Lastly, data being accessed would include viewing reports through the intranet or updating accounting data by accountants. Client-side caching of data would need to be restricted as part of the data loss prevention system. The accountants also interface with the data through the custom program. This program would need to be evaluated for any information security holes including developer access to financial data. Now, what would prevent managers from storing the financial reports on their local machine? With the information given, we do not know if this happens, but it would need to be addressed possibly through a policy stating that the reports cannot be stored locally or by encrypting local hard drives.

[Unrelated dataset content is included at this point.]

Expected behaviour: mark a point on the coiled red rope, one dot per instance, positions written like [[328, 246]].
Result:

This simple example addresses only a small part of data loss prevention. A true information security analysis would include much more than this, such as whether computers accessing the data contain malware or what to do if financial data is emailed or sent via instant messaging. Additionally, it is not enough to just say that data should be encrypted. A detailed design needs to be specified for the encryption if the data loss prevention controls are to be effective.
Bruce Schneier points out the importance of a well-architected data loss prevention design in his June 2010 article “data at rest vs. data in motion” where he discusses encrypting credit card information for use in a website.
If the database were encrypted, the website would need the key. But if the key were on the same network as the data, what would be the point of encrypting it? Access to the website equals access to the database in either case. Security is achieved by good access control on the website and database, not by encrypting the data. Bruce Schneier
Those implementing data loss prevention need to have a good understanding of how to architect information security controls and to implement controls in layers so that if one control is compromised another control still prevents data loss. Remember, information security is only as effective as its weakest link.
Data loss prevention is a worthy goal and an excellent information security initiative but it requires high level decision making from the beginning and a comprehensive analysis of threats and controls. An understanding of the work flow surrounding organizational data and a detailed design for each control in order for it to be effective is also imperative.